All the volcanic eruptions to which we have been referring have proceeded from isolated foci. Some volcanoes are quite solitary, others occur in irregular groups, while yet others appear at intervals along a given line. These last are obviously connected with great rectilinear or curved dislocations of the earth's crust; not a few of the former, however, apparently indicate the sites of funnels or pipes which have been simply blasted out by the escape of elastic vapours. There is yet another class of volcanic eruptions which have played a prominent part in geological history, although they are not now so common. These are the fissure or massive eruptions, of which the best examples at the present time are furnished by Iceland.

Lavas, usually of the more liquid kind, well out sometimes simultaneously from more or less numerous vents situated upon lines of fracture, or from the lips of the fissures themselves.
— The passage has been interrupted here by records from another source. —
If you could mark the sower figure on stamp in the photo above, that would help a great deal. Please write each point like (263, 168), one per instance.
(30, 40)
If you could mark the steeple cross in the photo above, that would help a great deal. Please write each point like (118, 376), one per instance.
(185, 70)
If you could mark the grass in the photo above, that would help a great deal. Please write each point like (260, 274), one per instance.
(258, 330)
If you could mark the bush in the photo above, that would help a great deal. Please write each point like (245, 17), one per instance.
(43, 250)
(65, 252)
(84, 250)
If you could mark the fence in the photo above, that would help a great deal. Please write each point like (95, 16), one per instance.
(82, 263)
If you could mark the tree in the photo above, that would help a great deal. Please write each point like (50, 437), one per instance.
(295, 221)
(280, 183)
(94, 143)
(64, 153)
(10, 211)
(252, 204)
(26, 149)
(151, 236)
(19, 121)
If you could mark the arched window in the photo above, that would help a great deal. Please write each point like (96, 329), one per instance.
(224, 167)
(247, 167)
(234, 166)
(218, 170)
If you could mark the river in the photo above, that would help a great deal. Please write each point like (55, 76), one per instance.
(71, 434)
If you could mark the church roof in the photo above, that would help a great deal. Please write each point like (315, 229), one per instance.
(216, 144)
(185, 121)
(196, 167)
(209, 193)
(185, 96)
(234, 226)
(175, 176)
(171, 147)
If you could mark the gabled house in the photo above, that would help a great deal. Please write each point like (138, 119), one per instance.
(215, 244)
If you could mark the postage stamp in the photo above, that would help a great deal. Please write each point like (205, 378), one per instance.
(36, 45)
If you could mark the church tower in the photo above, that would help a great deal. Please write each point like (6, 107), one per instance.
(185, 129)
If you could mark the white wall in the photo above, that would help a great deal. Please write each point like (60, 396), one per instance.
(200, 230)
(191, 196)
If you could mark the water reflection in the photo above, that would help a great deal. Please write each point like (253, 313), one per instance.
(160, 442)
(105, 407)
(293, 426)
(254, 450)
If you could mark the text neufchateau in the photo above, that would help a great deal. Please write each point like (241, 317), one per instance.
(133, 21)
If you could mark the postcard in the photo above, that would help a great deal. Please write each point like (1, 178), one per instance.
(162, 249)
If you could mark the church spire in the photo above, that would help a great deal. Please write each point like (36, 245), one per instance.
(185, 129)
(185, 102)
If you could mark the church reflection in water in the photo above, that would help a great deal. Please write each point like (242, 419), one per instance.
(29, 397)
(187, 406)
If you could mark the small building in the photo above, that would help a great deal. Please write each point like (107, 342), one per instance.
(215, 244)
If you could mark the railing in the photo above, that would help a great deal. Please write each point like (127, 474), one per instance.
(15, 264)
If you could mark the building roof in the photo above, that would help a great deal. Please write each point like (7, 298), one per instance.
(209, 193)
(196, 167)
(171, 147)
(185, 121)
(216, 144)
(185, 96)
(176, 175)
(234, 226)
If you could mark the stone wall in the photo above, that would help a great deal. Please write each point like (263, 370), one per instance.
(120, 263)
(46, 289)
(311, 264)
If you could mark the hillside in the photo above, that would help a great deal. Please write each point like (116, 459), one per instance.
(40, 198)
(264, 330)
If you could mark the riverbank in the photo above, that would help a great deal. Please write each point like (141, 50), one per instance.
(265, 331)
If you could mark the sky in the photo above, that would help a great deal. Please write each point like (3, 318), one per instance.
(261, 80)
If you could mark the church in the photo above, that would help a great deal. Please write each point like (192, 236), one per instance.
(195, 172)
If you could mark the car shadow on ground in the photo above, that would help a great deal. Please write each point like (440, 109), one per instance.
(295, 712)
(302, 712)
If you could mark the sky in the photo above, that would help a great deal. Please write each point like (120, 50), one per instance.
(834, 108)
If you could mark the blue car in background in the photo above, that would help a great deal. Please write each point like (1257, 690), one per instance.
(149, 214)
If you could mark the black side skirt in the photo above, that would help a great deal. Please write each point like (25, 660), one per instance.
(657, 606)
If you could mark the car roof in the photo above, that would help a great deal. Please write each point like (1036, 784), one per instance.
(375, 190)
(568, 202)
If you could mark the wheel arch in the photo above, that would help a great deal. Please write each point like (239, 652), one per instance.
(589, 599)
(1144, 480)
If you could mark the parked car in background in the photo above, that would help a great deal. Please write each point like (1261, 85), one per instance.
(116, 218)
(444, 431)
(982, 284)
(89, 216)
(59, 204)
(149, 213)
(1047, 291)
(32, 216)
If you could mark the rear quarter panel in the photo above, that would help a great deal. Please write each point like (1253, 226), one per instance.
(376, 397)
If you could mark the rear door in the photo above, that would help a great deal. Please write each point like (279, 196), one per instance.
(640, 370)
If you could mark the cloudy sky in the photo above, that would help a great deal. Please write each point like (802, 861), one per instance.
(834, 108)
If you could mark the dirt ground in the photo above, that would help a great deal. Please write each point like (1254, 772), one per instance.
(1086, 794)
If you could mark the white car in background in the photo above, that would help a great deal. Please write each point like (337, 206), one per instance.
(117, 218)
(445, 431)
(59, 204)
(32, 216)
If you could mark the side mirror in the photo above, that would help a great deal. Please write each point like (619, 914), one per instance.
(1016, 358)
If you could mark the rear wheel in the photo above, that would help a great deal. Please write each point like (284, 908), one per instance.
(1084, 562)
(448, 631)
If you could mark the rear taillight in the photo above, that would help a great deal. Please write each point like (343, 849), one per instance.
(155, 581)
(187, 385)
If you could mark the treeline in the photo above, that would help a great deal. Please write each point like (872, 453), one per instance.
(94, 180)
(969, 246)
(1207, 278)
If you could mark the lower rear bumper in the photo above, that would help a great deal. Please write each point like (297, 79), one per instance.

Usually such floods and deluges of lava are not accompanied by the discharge of any fragmental materials. Sheet after

sheet of molten rock has been discharged in this manner so as to completely bury former land-surfaces, filling up valleys, submerging hills, and eventually building up great plains and plateaux of accumulation. The basalt-plains of Western North America, which occupy a larger area than France and Great Britain, are the products of such massive eruptions, the lavas reaching an average thickness of 2000 feet. The older basalts of Iceland, the Faröe Islands, the Inner Hebrides, and Antrim are the relics of similar vast fissure eruptions. And of like origin are the basaltic plateaux of Abyssinia and the Deccan in India. The volcanic phenomena of the Hawaiian Islands have also much in common with fissure or massive eruptions.

The forms assumed by the materials accumulated at the surface by subterranean action are all more or less distinctive and characteristic. Hills, mountains, plains, and plateaux, which owe their origin directly to volcanic activity, agree in this respect, that their internal structure and external form coincide. Even the most perfectly preserved examples of volcanic accumulation, however, are seldom without some trace of the modifying influence of epigene action. The

shape of a volcanic cone, for example, during its period of growth is subject to modification. Wind affects the distribution of loose ejecta, while rain and torrents sweep down materials, and gullies and ravines furrow the slopes of the mountain. The ravages thus caused continue to be repaired from time to time so long as the volcano remains active. But when its fires die out and the mountain is given over to the undisputed power of the epigene agents, the work of degradation and decay proceeds apace. The rate of this inevitable destruction is influenced by many circumstances by the nature and structure of the materials, for example, and the character of the climate. Thus, cones built up of loose scoriæ are likely to endure for a longer time than cones composed of fine tuff and hardened mud. Rain falling upon the former is simply absorbed, and consequently no torrents scour and eat their way into the flanks of the cones, while tuff- and mud-cones are more or less rapidly washed down and degraded. Again, a composite volcanic mountain of complicated structure, the product of several closely associated vents, buttressed and braced by great pipes of crystalline rock and an abundant series of larger and smaller dikes, is better able to withstand the assaults of epigene agents than a cone of simpler build. Sooner or later, however, even the strongest volcanic mountain must succumb. Constantly eaten into, sapped, and undermined, it will eventually be levelled.